L’enfance au cinéma est souvent un catalyseur de thèmes universels allant de l’innocence jusqu’à la violence du monde. Avec leur petite tête blonde, les enfants lèvent les yeux au ciel et observent avec candeur le monde dans lequel ils essayent de s’intégrer. Un monde créé, modelé, articulé ou détruit par un univers adulte qui n’échappe jamais à ses travers.
Le cinéma est une porte ouverte à toutes les imaginations et à toutes les permissions : l’enfance est un sujet qui a toujours fasciné ou façonné l’art cinématographique car cette période de la vie parle de l’essence même de ce qui nous construit et révèle par son angélisme cabossé, les répercussions des dérives humaines. Parfois réceptacles et premières victimes de l’âme humaine (Mysterious Skin ou A Beautiful Day pour les questions de pédophilie ; L’enfance d’Ivan, Le Tombeau des Lucioles ou Requiem pour un massacre pour les conséquences de la guerre ; Faute d’Amour ou Jusqu’à la garde pour l’absence et les violences parentales…), l’enfance a toujours su éveiller la conscience collective par le biais du 7ème art et toujours eu la possibilité de gratter une surface parfois bien sombre.
A défaut d’être naturaliste et de représenter la jeunesse dans ce qu’elle a de plus véridique et de plus documentariste – si l’on peut dire -, le cinéma de genre a souvent été un échappatoire et un miroir métaphorique aux marasmes de l’âge tendre, allant des phobies enfantines dans It ou dessinant le visage de la jeunesse comme deuil de l’apocalypse dans Akira.

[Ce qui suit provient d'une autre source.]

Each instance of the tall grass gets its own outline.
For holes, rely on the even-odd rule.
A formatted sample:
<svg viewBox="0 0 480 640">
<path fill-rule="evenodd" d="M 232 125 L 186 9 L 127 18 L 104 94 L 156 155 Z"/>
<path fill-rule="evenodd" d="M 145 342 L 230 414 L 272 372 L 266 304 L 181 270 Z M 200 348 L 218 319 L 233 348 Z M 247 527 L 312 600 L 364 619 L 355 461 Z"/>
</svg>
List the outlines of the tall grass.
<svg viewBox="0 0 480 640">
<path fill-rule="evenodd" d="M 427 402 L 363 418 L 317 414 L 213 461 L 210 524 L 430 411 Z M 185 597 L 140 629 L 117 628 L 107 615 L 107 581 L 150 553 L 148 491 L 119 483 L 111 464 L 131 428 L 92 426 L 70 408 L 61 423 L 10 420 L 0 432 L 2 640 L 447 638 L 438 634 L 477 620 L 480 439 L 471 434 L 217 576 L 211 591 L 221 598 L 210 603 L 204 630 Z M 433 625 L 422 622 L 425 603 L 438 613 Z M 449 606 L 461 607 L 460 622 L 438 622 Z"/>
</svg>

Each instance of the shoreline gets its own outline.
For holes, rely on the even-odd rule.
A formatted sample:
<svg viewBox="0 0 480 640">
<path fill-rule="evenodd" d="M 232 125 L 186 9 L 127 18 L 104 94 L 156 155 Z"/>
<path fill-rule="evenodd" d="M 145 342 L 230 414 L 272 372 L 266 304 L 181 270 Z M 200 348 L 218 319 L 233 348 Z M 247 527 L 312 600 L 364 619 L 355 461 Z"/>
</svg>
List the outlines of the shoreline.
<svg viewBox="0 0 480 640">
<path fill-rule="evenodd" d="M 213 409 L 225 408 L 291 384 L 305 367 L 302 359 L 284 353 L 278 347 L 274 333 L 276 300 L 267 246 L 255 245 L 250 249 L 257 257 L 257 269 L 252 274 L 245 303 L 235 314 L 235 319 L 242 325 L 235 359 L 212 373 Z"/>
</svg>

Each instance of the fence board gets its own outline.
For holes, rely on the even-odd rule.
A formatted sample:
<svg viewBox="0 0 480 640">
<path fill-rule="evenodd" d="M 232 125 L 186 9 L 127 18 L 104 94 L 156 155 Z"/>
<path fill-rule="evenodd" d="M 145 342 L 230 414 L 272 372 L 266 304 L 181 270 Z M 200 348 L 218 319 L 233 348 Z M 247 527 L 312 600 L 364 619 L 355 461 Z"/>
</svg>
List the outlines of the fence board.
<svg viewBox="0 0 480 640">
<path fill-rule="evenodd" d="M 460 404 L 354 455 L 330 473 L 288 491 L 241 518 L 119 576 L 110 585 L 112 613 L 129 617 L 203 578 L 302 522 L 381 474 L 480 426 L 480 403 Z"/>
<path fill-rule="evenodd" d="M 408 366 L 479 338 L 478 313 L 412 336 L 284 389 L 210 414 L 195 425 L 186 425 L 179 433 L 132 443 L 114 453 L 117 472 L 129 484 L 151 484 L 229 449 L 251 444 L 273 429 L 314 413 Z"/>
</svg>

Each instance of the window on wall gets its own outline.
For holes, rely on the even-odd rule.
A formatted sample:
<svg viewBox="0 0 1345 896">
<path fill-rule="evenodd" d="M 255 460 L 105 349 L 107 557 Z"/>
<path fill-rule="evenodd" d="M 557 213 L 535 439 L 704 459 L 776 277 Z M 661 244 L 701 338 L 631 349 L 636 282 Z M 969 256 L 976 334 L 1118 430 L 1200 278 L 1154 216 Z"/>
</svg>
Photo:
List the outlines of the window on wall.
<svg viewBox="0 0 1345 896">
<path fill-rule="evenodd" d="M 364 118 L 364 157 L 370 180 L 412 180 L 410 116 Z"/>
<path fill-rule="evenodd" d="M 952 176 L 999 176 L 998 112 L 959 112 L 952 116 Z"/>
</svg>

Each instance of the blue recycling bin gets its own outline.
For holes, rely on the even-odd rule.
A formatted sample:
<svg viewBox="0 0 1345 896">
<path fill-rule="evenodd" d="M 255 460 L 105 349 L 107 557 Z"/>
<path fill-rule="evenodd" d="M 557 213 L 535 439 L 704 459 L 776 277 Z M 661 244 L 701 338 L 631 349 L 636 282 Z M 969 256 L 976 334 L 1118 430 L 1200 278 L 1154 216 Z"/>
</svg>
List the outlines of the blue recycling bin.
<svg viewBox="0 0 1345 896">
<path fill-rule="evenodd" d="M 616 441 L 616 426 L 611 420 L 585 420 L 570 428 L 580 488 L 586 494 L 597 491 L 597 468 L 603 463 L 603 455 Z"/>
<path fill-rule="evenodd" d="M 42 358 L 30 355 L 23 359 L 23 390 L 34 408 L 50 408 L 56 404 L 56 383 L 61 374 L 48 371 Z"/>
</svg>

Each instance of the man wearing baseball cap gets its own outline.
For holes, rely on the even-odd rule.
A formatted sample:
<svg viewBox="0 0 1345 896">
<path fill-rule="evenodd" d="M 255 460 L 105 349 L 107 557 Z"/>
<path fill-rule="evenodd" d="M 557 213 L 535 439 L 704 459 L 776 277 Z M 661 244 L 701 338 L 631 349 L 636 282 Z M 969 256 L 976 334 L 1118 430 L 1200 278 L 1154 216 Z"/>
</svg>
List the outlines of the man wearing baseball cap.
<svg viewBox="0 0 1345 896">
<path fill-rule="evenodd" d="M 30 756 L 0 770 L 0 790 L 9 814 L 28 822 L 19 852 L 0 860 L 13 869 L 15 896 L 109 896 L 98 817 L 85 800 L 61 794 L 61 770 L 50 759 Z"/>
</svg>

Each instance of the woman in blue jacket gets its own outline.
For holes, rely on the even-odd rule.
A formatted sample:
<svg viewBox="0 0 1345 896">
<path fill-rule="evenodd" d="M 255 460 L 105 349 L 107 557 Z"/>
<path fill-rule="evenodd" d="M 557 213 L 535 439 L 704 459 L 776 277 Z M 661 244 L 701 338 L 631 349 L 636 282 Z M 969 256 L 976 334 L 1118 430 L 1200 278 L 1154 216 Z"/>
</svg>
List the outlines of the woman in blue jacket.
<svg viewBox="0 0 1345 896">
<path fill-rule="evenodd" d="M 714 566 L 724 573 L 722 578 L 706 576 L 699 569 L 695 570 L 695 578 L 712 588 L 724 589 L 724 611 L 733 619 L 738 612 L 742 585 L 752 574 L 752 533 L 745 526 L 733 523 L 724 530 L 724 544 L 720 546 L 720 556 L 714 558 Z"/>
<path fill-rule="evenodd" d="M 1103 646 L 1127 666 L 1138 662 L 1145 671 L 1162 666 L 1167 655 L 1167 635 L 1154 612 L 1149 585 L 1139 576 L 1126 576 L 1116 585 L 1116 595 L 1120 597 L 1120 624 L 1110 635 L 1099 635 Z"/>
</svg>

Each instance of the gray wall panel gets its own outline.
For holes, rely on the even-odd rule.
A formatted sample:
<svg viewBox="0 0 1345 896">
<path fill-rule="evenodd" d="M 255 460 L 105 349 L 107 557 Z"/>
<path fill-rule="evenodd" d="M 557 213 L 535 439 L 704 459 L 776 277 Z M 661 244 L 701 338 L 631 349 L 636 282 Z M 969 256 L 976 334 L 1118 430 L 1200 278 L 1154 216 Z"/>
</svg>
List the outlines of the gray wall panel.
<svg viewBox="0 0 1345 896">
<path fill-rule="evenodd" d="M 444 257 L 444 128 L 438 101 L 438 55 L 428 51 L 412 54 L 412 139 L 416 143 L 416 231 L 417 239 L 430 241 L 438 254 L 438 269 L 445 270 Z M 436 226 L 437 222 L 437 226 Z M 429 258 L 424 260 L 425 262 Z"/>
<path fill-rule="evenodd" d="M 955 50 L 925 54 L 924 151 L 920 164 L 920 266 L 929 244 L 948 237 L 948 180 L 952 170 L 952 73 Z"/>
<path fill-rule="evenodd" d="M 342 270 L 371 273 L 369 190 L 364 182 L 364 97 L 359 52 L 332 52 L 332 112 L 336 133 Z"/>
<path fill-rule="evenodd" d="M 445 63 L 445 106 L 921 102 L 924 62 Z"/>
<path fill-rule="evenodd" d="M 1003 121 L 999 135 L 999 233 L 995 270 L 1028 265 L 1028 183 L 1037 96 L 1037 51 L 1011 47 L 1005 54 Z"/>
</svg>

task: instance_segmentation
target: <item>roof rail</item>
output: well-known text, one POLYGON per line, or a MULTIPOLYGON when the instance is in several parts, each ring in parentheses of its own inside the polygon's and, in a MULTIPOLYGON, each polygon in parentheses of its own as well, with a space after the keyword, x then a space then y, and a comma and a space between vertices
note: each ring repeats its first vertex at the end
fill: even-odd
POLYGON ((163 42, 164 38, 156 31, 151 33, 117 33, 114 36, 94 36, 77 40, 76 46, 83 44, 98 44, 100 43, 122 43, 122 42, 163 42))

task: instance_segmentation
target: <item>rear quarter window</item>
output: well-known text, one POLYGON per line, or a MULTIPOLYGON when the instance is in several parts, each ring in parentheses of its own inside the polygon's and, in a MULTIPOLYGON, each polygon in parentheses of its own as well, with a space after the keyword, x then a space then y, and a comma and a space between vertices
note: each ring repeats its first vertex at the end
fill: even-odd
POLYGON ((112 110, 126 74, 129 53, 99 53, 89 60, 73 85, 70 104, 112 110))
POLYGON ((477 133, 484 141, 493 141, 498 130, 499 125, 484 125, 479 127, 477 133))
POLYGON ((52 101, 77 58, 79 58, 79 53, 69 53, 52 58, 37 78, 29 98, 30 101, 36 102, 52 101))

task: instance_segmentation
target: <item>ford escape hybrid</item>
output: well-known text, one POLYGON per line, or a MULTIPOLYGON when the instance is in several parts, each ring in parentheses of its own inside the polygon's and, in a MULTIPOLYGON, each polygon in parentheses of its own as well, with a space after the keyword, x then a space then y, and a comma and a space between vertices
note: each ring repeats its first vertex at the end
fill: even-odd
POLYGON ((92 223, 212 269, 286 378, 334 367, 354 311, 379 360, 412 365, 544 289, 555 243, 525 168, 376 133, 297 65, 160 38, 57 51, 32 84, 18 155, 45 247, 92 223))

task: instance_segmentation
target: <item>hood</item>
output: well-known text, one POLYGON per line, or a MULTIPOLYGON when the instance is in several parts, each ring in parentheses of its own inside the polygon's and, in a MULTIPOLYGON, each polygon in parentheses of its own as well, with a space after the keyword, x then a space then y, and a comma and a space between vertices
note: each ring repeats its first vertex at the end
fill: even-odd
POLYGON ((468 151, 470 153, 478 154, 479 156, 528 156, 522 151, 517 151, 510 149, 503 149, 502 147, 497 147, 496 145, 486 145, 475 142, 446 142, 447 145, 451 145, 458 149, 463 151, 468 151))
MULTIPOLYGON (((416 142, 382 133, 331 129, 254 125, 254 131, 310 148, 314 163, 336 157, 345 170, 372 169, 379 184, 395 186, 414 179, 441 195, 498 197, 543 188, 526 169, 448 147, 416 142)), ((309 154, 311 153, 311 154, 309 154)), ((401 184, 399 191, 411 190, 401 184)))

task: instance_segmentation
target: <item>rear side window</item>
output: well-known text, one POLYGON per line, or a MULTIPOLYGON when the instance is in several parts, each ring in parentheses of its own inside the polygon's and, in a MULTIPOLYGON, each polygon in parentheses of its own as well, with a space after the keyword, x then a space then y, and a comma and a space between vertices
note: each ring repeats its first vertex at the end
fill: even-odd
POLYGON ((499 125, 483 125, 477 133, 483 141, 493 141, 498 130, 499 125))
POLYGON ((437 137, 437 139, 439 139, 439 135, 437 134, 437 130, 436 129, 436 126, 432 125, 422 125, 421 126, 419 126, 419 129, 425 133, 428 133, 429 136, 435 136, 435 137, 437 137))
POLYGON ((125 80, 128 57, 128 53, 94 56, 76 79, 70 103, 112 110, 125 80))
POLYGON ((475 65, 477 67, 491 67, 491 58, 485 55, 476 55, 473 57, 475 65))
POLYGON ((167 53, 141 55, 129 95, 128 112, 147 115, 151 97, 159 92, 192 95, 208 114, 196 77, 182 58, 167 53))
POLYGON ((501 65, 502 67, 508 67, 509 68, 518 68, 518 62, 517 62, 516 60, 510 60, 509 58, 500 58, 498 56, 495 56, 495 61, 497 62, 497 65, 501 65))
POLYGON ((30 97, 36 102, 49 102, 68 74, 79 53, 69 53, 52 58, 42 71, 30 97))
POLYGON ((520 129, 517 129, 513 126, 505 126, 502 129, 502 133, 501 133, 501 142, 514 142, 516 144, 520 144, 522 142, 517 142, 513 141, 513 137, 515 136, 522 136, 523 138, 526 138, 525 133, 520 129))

Outre la science-fiction ou le cinéma d’horreur, il y a également le genre vampirique qui s’inscrit dans cette thématique. Et c’est là que Morse place ses pions et se réapproprie à la fois le mythe du vampire et le thème difficile du harcèlement à l’école. Alors qu’Oskar est un jeune garçon timide, rêveur et presque torturé par certains de ses camarades de classe, il va faire la rencontre de la jeune Eli, petit être aux yeux délicats mais à la force sanguinaire surhumaine.
De là, une amitié – une fusion – va voir le jour. Avec un sens certain de la mise en scène et la froideur du décorum – la neige, la nuit, la banlieue périphérique, les classes d’école -, Morse est un petit bijou ténébreux, un conte sur la solitude et la violence du monde, sur la haine qui suinte en chacun de nous et cette injustice qui transpire par tous les pores ; un long métrage qui ne cesse de se questionner sur l’image de l’enfant et sa capacité à garder ou non son innocence. Au-delà d’être victime d’un système (les professeurs qui ne savent rien du harcèlement), l’enfant est également vu comme un coupable (les harceleurs d’Oskar), un tortionnaire sans une once de culpabilité. Victime, coupable, monstre : la jeunesse est disloquée avant même d’avoir grandi, elle est déjà jetée dans l’antre du monde et tuméfiée sans pouvoir se saisir de toutes les définitions du mode d’emploi de l’âge adulte.
Mais pendant que ce dernier se détériore par le biais de l’alcool et une misère abondante, Oskar et les autres sont voués à eux-mêmes. Dans une mélancolie stoïque mais non sans émotion, Tomas Alfredson arrive parfaitement à dévisager les rouages de l’enfance et sa traduction sensorielle. Qu’elle soit humaine ou surhumaine, la jeunesse prend des coups et reste toujours la proie d’un autre. A l’instar de Quelques minutes après minuit, l’enfance trouve son chemin de croix et fait son deuil grâce au fantastique. Pourtant au fond d’une piscine et d’un souffle d’air qui peine à venir, une main est toujours tendue. La fragilité s’éteint petit à petit pour faire naître le sourire de la vengeance mortifère. D’un regard ensanglanté, deux âmes savent au fond d’elles qu’elles ne seront plus jamais seules. Et pour la vie.